Tests were run with llama-cpp-python on Ubuntu server 24.04 using instruction tuned GGUF models downloaded from Huggingface (mostly from Bartowski). Data are approximations extrapolated from context sizes of varying length.
"Token factor" is the difference in context size for the same input. For a context of 2k Phi's tokenizer parsed 1.24x as many values, effectively making it slower.
"Subjective quality" is my own assessment of model quality and does not take performance into consideration. A total of 18 prompts were used, and most were for creative outputs like stories and poetry. See details about this in "Observations about model output" below.
Notes
By default llama-cpp-python only used 2 cpu cores, with n_threads set to 4 it used all cores which improved performance by about 30%. Default values were used for other model parameters.
RAM usage didn't exceed around 2GB for any model even for large contexts, which was surprising.
ARM processor optimizations significantly improved performance. TTFT was 3 times as fast and TPS about 1.3x.
TTFT scaled linearly and predictably. TPS had minor degradation but for context sizes <2k the difference was small
Different models sometimes showed very different context sizes in tokens for the same inputs (Gemma was around double that of Llama for contexts less than 300, which is why N/A is in the table for context size of 50)
On my M1 Macbook pro generation was about 10x faster and ttft was more than 20x faster for non "ARM optimized" models. (ARM models threw a seg fault on my Macbook for some reason)
Llama 1B was the best fit for my project, where model output needs to be fast enough to be used with PiperTTS (which uses a fair amount of processing power)
Observations about model output
Llama was a notch above the rest. In particular, it was the best at adopting personas and characters. For prompts like "you are a brash businessman" or "you are a French chef" it did a fantastic job at playing the part. Phi was also decent at this. Other models usually had a more conventional tone, or didn't attempt to adopt the character. (Nemotron in particular was incapable of this and always responded like a "helpful assistant".)
I generally preferred output from 4 bit quantized models over 8 bit. The only explanation I can think of for this is that lower quantizations introduce more randomness, and this may have been better for creativity. Phi was the only model where I preferred the 8 bit quantized model output.
Two prompts were large portions of the Frost-Nixon interview where the model was Nixon. None of the models continued in a way that was similar to the transcript (either literally or conceptually) which was somewhat surprising.
One prompt was mostly gibberish but contained rhymes. Smaller models did better with this prompt, continuing in a similar way and often with the rhyme scheme.
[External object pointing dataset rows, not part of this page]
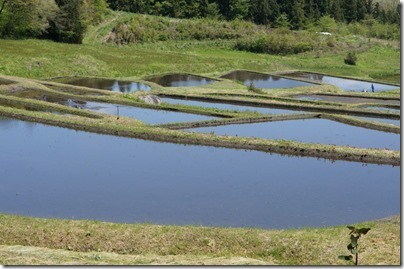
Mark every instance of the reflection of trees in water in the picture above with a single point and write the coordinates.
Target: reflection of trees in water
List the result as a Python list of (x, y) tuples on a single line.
[(244, 76), (170, 80), (109, 84), (310, 76)]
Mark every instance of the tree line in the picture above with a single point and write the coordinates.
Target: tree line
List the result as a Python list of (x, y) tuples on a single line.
[(68, 20), (299, 13), (59, 20)]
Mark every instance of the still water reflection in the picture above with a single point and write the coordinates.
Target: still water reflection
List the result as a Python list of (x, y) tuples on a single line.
[(60, 173), (106, 84), (311, 131), (263, 110), (180, 80), (150, 116), (265, 81), (343, 83)]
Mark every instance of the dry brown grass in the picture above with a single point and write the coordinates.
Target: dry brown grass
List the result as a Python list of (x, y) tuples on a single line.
[(156, 244)]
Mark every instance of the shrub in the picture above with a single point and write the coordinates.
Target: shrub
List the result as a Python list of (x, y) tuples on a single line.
[(351, 58)]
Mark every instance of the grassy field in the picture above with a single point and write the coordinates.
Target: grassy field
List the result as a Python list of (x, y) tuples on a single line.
[(26, 241)]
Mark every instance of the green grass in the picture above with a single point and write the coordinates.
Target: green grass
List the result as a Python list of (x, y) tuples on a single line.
[(42, 59), (27, 240)]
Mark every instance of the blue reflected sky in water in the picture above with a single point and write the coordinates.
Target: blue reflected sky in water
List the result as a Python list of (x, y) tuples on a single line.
[(390, 121), (263, 110), (380, 108), (311, 131), (265, 81), (108, 84), (343, 83), (149, 116), (60, 173), (181, 80)]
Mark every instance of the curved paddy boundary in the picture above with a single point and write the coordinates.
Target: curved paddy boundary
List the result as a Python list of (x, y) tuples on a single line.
[(212, 123), (286, 73), (343, 119), (111, 126), (292, 106)]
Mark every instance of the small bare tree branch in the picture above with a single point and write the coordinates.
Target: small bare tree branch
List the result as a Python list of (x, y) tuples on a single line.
[(2, 6)]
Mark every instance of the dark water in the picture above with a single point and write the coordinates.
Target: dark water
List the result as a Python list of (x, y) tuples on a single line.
[(265, 81), (344, 84), (60, 173), (149, 116), (106, 84), (390, 121), (181, 80), (388, 109), (345, 99), (311, 131), (263, 110)]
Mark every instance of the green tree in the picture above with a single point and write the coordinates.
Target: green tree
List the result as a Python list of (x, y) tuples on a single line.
[(264, 11), (326, 24), (336, 10), (26, 18), (71, 23), (297, 17), (350, 9), (238, 9), (282, 21)]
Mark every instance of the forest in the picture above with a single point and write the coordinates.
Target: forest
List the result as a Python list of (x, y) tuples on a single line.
[(67, 20)]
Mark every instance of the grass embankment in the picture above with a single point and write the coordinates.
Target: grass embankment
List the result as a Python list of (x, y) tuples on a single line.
[(27, 240), (128, 127), (31, 241)]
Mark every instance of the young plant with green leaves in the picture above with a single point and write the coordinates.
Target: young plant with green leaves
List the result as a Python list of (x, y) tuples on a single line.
[(353, 247)]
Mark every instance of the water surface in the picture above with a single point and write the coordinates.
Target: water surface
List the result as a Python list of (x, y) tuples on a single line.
[(149, 116), (346, 99), (263, 110), (389, 121), (311, 131), (181, 80), (106, 84), (264, 81), (61, 173), (343, 83)]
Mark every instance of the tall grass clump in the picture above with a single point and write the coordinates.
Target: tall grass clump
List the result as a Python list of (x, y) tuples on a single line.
[(151, 29), (283, 42)]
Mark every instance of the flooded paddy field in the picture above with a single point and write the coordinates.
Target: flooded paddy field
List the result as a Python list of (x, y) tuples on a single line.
[(343, 83), (311, 131), (227, 106), (149, 116), (345, 99), (264, 81), (382, 120), (180, 80), (381, 108), (61, 173), (105, 84)]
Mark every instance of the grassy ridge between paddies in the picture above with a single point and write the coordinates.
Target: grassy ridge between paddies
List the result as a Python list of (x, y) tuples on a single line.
[(129, 127), (30, 241), (377, 60)]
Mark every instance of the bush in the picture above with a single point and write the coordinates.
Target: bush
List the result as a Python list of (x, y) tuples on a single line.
[(351, 58)]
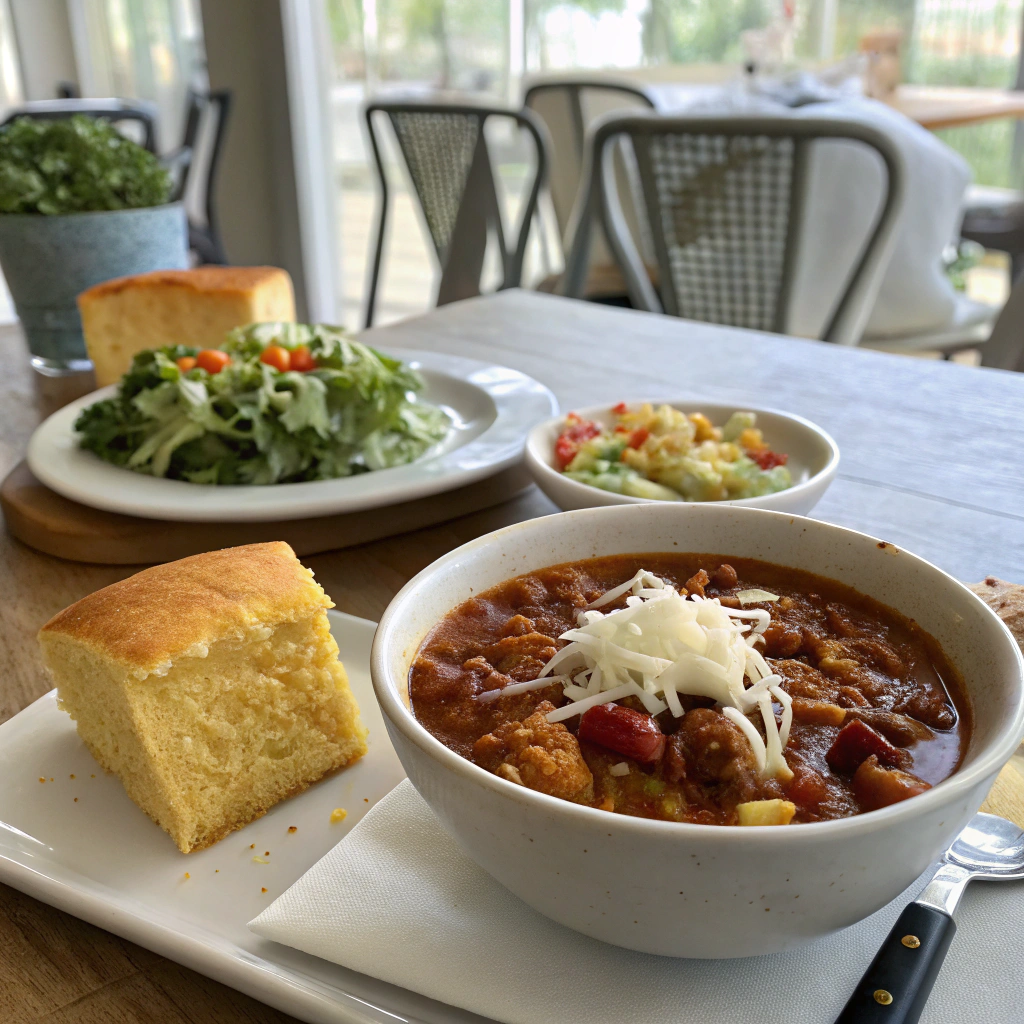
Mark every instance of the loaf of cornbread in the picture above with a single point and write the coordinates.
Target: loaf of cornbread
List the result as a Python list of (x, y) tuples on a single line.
[(197, 307), (210, 685)]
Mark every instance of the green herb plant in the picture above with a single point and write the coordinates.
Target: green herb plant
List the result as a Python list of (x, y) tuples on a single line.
[(76, 165)]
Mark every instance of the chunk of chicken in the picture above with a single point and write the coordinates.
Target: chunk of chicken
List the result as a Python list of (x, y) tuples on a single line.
[(539, 755)]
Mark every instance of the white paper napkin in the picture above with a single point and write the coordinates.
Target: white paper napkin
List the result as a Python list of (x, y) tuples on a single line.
[(398, 900)]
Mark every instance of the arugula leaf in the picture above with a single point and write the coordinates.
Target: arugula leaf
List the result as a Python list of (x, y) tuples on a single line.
[(251, 424)]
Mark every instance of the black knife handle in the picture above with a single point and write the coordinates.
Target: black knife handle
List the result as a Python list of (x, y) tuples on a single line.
[(896, 986)]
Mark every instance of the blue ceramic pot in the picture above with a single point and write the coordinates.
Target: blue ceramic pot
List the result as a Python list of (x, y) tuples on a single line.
[(47, 261)]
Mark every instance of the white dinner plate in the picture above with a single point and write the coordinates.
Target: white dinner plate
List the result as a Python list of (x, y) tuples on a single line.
[(493, 409), (101, 859)]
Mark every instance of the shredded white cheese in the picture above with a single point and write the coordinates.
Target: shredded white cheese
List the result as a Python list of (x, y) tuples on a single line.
[(663, 644)]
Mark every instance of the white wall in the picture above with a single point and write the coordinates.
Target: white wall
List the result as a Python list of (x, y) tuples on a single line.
[(44, 44)]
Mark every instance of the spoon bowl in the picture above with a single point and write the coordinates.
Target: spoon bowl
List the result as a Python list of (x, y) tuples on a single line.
[(990, 848)]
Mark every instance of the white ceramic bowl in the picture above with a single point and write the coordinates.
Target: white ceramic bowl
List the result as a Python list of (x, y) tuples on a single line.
[(813, 459), (689, 890)]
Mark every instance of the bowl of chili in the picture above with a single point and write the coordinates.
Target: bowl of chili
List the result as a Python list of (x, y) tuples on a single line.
[(692, 886)]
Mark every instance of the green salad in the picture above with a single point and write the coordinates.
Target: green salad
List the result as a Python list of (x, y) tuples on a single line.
[(275, 403)]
Larger models tried to explain the input (which was intentionally nonsensical), or sort of half went along.
One prompt asked for a "long elaborate joke" and both Phi and Llama made jokes about Schrödinger's cat.
For some reason the larger Qwen and OpenELM models were worse than the smaller ones. OpenELM 3B would very frequently just repeat tokens, Qwen 3B occasionally repeated output too, but overall it was inconsistent. Sometimes it gave very good responses.